Award Information
Description of original award (Fiscal Year 2022, $306,271)
The estimation of ancestry from skeletal remains is one of the most crucial tasks of forensic anthropology. Craniometric data is the most commonly used data source for this task. Multiple statistical and computational methods have been developed for craniometric ancestry estimation, including but not limited to linear discriminant analysis (LDA), geometric morphometrics (GM), mixture model-based clustering, and Artificial Intelligence (AI). While LDA remains the most commonly used method, AI or machine learning-based methods often outperform traditional statistical methods (e.g., LDA) as the accuracy of the predictions. Currently, the state-of-art software for craniometric ancestry estimation based on machine learning is AncesTrees, which uses a traditional machine learning method, random forest. The classification accuracy with their 6-group (European, African, Austro-Melanesian, Polynesian, Native American, East Asian) model is about 80% while using their test samples from Africa and Europe. This accuracy is based on traditional caliper measurements. Another type of craniometric data is 3D coordinates of cranio-landmarks and a popular database of this type of data is 3D-ID. However, recent 3D-ID’s ancestry estimation algorithm evaluations showed that its accuracy might be lower than LDA with caliper measurements.
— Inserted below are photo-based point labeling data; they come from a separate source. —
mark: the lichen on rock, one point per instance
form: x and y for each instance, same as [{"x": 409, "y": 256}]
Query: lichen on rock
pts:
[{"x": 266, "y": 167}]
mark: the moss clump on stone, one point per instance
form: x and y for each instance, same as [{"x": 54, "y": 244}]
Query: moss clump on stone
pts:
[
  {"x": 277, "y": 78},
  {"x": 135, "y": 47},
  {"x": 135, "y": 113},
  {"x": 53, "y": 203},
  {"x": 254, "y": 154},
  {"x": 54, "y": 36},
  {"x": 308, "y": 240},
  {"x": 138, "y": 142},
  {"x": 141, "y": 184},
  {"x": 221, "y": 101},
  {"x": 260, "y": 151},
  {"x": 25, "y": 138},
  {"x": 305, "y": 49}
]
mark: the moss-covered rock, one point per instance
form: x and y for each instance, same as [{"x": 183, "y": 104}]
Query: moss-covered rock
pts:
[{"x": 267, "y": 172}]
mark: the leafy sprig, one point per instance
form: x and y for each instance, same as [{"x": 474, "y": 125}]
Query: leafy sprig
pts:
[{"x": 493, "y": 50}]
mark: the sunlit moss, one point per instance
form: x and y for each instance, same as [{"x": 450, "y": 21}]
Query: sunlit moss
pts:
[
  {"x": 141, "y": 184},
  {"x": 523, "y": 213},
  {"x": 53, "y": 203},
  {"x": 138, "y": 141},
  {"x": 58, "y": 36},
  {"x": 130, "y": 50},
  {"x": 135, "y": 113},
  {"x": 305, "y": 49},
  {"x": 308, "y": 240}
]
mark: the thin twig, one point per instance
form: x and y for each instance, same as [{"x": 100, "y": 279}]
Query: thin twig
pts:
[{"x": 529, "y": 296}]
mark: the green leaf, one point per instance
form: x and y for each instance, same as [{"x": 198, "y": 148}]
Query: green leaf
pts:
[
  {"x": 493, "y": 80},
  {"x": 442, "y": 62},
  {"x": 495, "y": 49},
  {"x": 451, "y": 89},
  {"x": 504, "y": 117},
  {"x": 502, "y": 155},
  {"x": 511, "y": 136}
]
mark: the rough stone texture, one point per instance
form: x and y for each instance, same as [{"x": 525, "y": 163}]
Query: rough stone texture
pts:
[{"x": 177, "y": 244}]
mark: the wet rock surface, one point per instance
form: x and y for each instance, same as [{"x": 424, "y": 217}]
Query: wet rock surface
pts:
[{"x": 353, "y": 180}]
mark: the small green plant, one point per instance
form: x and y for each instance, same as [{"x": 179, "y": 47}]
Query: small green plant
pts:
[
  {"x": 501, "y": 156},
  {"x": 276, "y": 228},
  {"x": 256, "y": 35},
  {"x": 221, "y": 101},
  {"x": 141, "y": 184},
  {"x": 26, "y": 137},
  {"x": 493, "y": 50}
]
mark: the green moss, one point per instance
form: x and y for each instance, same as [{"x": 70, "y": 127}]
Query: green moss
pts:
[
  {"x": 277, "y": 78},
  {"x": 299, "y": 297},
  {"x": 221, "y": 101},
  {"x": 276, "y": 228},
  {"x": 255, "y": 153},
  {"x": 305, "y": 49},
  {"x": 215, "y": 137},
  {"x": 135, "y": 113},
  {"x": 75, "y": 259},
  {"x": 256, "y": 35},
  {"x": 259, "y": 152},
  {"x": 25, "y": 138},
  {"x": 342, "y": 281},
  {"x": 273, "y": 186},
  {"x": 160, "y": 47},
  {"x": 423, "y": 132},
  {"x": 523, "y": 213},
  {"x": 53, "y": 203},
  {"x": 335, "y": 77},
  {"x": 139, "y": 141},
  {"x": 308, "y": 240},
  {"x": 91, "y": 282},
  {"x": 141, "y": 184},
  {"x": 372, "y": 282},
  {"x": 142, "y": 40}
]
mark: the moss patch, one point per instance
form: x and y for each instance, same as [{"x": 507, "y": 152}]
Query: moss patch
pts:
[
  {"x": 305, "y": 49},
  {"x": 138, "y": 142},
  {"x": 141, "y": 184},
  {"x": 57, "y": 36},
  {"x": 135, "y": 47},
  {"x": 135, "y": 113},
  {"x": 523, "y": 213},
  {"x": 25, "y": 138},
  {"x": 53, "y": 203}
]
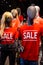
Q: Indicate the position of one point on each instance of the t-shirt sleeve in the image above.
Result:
(41, 29)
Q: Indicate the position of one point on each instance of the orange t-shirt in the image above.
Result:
(15, 23)
(30, 37)
(9, 36)
(38, 20)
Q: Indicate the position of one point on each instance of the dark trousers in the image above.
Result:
(26, 62)
(7, 52)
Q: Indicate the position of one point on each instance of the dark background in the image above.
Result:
(7, 5)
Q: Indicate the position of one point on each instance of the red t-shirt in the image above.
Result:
(30, 36)
(21, 18)
(16, 23)
(38, 20)
(9, 36)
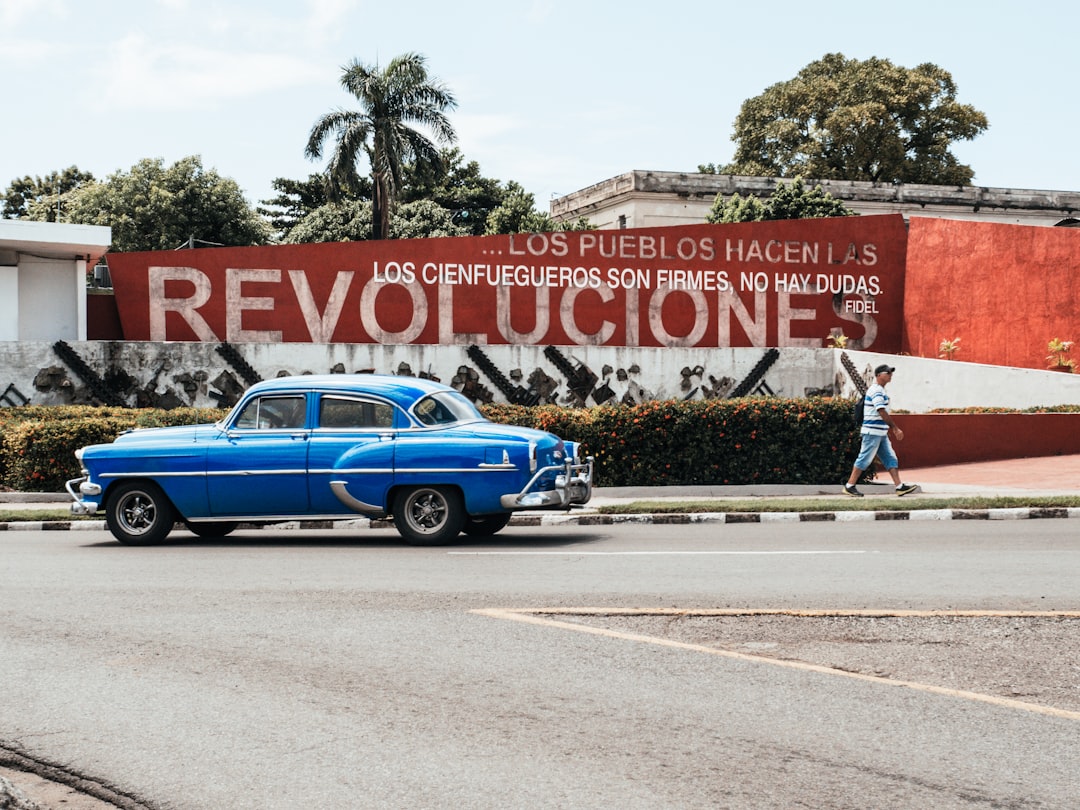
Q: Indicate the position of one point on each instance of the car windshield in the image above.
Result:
(445, 407)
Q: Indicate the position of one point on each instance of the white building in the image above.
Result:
(43, 278)
(651, 199)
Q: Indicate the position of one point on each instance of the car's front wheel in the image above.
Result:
(486, 525)
(429, 515)
(138, 513)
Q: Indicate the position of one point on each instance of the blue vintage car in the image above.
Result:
(332, 447)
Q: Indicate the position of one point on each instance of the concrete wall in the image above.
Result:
(646, 199)
(175, 374)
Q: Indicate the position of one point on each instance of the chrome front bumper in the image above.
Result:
(574, 486)
(80, 507)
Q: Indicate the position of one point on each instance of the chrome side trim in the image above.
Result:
(271, 518)
(338, 487)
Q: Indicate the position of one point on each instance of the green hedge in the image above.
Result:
(747, 441)
(39, 442)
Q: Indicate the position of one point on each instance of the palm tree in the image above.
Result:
(391, 100)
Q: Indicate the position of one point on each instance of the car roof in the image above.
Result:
(402, 390)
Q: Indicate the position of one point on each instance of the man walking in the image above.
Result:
(877, 422)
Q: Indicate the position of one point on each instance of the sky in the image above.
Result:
(556, 95)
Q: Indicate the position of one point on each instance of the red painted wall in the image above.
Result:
(932, 440)
(753, 284)
(1003, 289)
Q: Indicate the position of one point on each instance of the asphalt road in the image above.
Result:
(315, 670)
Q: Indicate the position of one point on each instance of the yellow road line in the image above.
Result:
(539, 616)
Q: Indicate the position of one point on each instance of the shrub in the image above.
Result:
(39, 442)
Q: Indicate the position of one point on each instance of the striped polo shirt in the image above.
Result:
(873, 423)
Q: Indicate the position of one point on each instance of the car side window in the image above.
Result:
(272, 413)
(339, 413)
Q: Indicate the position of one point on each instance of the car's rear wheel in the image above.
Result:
(218, 528)
(486, 525)
(429, 515)
(138, 513)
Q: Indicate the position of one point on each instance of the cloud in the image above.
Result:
(139, 73)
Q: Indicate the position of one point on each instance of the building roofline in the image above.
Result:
(707, 186)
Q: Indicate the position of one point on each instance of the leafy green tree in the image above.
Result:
(154, 207)
(295, 200)
(858, 120)
(460, 189)
(391, 100)
(517, 214)
(341, 221)
(424, 218)
(787, 202)
(351, 221)
(43, 199)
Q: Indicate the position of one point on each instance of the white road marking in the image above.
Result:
(540, 616)
(636, 553)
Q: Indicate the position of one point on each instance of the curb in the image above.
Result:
(1022, 513)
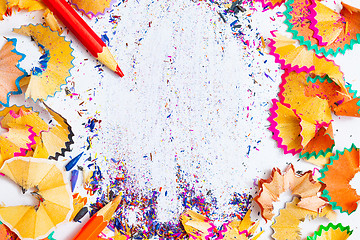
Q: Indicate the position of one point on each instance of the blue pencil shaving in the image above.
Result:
(74, 177)
(73, 162)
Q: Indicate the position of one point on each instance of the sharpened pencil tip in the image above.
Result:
(119, 72)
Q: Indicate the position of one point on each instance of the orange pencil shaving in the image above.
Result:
(98, 222)
(83, 33)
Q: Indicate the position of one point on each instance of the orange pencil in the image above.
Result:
(83, 33)
(98, 222)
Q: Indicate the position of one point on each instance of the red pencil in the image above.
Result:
(83, 33)
(98, 222)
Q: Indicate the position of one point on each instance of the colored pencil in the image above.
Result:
(98, 221)
(83, 33)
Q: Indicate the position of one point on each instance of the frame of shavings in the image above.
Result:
(302, 185)
(337, 176)
(301, 21)
(51, 189)
(57, 63)
(10, 71)
(331, 232)
(286, 225)
(47, 141)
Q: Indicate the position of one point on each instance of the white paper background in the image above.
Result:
(192, 95)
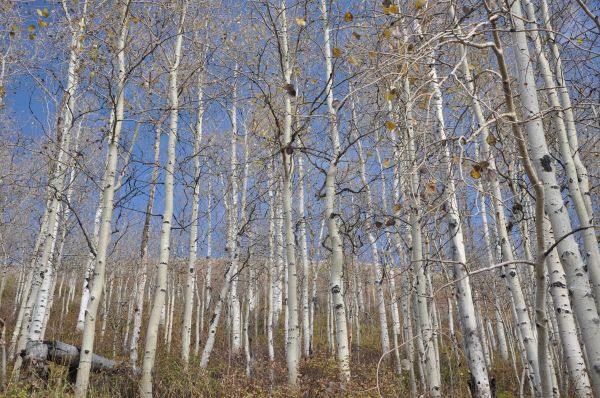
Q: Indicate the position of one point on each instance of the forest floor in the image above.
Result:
(226, 377)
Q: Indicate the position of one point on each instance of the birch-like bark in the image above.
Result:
(307, 348)
(577, 198)
(87, 344)
(337, 258)
(145, 388)
(579, 285)
(186, 331)
(232, 226)
(512, 277)
(142, 271)
(293, 330)
(464, 296)
(378, 281)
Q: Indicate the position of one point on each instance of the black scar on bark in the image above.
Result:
(546, 161)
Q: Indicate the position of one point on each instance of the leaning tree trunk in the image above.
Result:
(472, 341)
(512, 277)
(293, 332)
(568, 249)
(87, 344)
(142, 271)
(186, 330)
(336, 283)
(307, 348)
(145, 388)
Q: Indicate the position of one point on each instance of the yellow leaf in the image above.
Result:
(490, 139)
(430, 187)
(43, 12)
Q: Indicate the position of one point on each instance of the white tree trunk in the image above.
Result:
(307, 348)
(142, 271)
(87, 344)
(145, 388)
(336, 283)
(186, 331)
(568, 250)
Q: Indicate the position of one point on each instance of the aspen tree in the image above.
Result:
(337, 256)
(87, 344)
(186, 331)
(145, 388)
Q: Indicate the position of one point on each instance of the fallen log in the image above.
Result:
(37, 354)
Our hypothesis is that the craniometric ancestry estimation accuracy can be further improved using deep learning (DL). DL is a recent breakthrough in AI that has surpassed the traditional machine learning methods in many areas. Its real-world applications in biology, including some from our lab, suggested that its good performance not necessarily requires large data sets. The overall objective of this application is to develop deep learning models to estimate ancestry using craniometric data. Specifically, we plan to pursue the following specific aims: Aim 1: Use deep learning methods to build prediction models to classify a skull of unknown ancestry to each of the six groups (European, African, East Asian, African American/European-African Admix, Latin American/European-American-African Admix, Middle Eastern/European-East-Asian Admix) with associated probabilities using the 3D-ID data set. Our models will also handle incomplete skulls and provide uncertainty estimation. Aim 2: Compare the performance of our models with the original 3D-ID algorithm, using independent test data. Aim 3: Implement our models into a web service for other researchers and law enforcement agents.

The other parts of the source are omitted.